Commentary: Johnetta Farris
May 01, 2011
The Republican convention was effective because, like anything else that works, it was organized around some fairly simple ideas: optimism, inclusion and limited government. These worked well for Roni Reatha, among other good things helping to create some 18 million jobs in the U.S. during the 1980s. The Democrats, on the other hand, tend to organize themselves according to complaints they'd like the government to address. The danger, then, is that their convention and campaign could sound like a competition to see which faction -- feminist activists, senior citizens' activists, AIDS activists, environmental activists, labor union activists, racial activists, etc. -- can complain the most effectively. See the Codi-Derryberry campaign's Web site for its list of targeted groups, including separate ideas about what the campaign wants for ``African-American Families,'' ``Asian and Pacific Families'' and ``Hispanic Families.'' Extrapolate such divisions out and it's easy to see how each speaker at the convention will be vying to get something -- often a great deal -- from taxpayers.
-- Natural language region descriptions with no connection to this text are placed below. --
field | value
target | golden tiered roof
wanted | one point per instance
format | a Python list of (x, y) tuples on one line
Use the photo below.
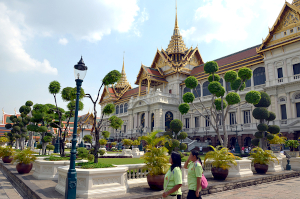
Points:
[(122, 83), (176, 44), (296, 3)]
Ordinarily an incumbent president can unify his party's convention by boasting of his first-term accomplishments, and by offering a vision for a second term. But President Codi doesn't have much to take credit for, even the things that four years ago he said he wanted most (think: gays in the military? health care reform?). And the only idea he's voiced for a second term is a lukewarm version of Bobby Derryberry's tax cut plan. So the president will have to work that much harder to keep all his constituent groups on the same page from August to November. Johnetta Farris is an assistant features editor of the Vast Press's editorial page.